Network Next Hop Metric LocPrf Weight Path
* i38.0.0.0 213.248.92.33 48 70 0 1299 174 i
* i 213.248.92.33 60 70 0 1299 174 i
* i 216.218.252.174 48 70 0 1299 174 i
* i 213.248.86.53 48 70 0 1299 174 i
* i 213.248.93.81 48 70 0 1299 174 i
* i 213.248.93.81 48 70 0 1299 174 i
* i 213.248.67.105 48 70 0 1299 174 i
* i 213.248.96.177 48 70 0 1299 174 i
* i 213.248.67.125 48 70 0 1299 174 i
* i 213.248.70.37 48 70 0 1299 174 i
* i 213.248.92.33 48 70 0 1299 174 i
* i 213.248.101.145 48 70 0 1299 174 i

(short extracted view of long output)

 

So clearly HE seems using AS1299 which Telia Global Network – one of IPv4 Tier 1 ISPs to reach Cogent. I can guess it is transit provider for HE. At the same time I can see a route from Cogent to HE in IPv4 via Global Crossing:

traceroute to 216.218.186.2 (216.218.186.2), 30 hops max, 60 byte packets
1 vl99.mag01.ord01.atlas.cogentco.com (66.250.250.89) 0.497 ms 0.444 ms
2 te0-5-0-3.ccr21.ord01.atlas.cogentco.com (154.54.45.193) 0.437 ms 0.569 ms
3 te0-5-0-5.ccr22.ord03.atlas.cogentco.com (154.54.44.162) 0.647 ms te0-5-0-1.ccr22.ord03.atlas.cogentco.com (154.54.43.230) 0.821 ms
4 Tenge4-4-10000M.ar3.CHI2.gblx.net (64.212.107.73) 0.554 ms 0.562 ms
5 Hurrican-Electric-LLC.Port-channel100.ar3.SJC2.gblx.net (64.214.174.246) 54.313 ms 54.016 ms
6 10gigabitethernet1-1.core1.fmt1.he.net (72.52.92.109) 54.792 ms 55.231 ms
7 * *
8 * *

 

So clearly networks have connectivity in IPv4 via HE’s upstreams Global Crossing (which is now Level 3) & Telia.

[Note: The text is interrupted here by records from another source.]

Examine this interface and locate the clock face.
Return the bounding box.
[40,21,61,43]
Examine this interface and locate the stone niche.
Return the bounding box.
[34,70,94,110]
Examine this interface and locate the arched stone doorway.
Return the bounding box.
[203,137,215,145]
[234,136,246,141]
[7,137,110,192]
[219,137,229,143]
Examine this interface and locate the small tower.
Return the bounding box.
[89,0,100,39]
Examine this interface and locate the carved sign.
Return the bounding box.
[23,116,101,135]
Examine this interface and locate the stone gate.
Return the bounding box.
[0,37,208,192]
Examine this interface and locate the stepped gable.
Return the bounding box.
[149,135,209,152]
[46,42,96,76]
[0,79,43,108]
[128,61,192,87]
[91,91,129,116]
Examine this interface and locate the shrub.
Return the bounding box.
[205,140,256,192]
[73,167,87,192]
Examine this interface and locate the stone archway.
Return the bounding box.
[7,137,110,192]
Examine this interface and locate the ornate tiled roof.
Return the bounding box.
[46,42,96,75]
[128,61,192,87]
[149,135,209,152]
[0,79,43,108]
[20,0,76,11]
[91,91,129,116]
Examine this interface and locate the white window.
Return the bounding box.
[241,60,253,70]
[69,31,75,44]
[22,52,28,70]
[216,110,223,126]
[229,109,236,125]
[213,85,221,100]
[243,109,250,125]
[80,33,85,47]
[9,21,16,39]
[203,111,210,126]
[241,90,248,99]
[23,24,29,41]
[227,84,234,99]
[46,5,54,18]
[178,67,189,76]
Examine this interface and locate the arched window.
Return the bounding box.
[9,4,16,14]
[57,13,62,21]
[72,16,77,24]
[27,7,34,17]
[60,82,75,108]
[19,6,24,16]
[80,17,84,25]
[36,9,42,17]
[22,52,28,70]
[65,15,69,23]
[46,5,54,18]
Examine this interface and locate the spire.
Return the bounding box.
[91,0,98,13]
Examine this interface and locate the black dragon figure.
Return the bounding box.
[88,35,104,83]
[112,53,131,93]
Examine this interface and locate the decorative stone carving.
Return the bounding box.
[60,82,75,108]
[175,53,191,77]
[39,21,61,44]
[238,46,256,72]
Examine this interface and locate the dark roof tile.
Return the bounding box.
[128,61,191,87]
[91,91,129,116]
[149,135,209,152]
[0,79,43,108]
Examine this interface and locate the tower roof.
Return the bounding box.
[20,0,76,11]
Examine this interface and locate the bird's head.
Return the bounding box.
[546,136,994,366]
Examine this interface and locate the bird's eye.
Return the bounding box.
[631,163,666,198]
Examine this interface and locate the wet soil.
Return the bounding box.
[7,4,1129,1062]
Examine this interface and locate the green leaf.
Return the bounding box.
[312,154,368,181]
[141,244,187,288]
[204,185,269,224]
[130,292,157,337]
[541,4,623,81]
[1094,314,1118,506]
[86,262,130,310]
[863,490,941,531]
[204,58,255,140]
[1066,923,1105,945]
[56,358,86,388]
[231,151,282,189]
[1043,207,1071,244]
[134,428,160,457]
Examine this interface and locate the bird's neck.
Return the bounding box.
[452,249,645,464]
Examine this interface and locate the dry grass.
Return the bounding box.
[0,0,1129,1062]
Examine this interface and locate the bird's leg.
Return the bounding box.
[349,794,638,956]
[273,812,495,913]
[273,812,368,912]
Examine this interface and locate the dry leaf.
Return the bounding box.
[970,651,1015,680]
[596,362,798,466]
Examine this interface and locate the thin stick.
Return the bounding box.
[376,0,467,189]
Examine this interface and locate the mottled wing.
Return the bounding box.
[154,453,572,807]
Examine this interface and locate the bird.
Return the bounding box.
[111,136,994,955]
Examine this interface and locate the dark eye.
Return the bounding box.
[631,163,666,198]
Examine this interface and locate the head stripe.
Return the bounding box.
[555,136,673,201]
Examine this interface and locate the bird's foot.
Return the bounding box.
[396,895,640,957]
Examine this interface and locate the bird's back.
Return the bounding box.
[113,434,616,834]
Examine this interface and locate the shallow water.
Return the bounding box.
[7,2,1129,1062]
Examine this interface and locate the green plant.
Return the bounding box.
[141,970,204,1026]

In IPv6 HE simply is not having a customer relationship with Gblx and Telia. And so the dark spot remains there. 

 

The other fact which confirms that Telia and Gblx are transit for HE is via RADB records of AS1299.

 

Anurags-MacBook-Pro:~ anurag$ whois -h whois.radb.net as1299 | grep 6939
import: from AS6939 action pref=50; accept AS-HURRICANE
export: to AS6939 announce ANY
mp-import: afi ipv6 from AS6939 accept AS-HURRICANE
mp-export: afi ipv6 to AS6939 announce AS-TELIANET-V6
Anurags-MacBook-Pro:~ anurag$

 

Clearly it is announcing ANY ie 0.0.0.0/0 to HE on IPv4 while for IPv6 it is announcing only AS-TELIANET-V6 i.e transit in IPv4 while peering in IPv6.

 

With hope that this issue is resolved in near future, time for me to get some sleep! 🙂

 

Disclaimer: Focus of this blog post is not about who is responsible for not peering & creating such situation but rather a technical analysis of what happens when big Tier 1 ISPs de-peer.

Comments are personal and have nothing to do with my employer. I know most of people I mentioned in this post personally and this fact has nothing to do with this blog post!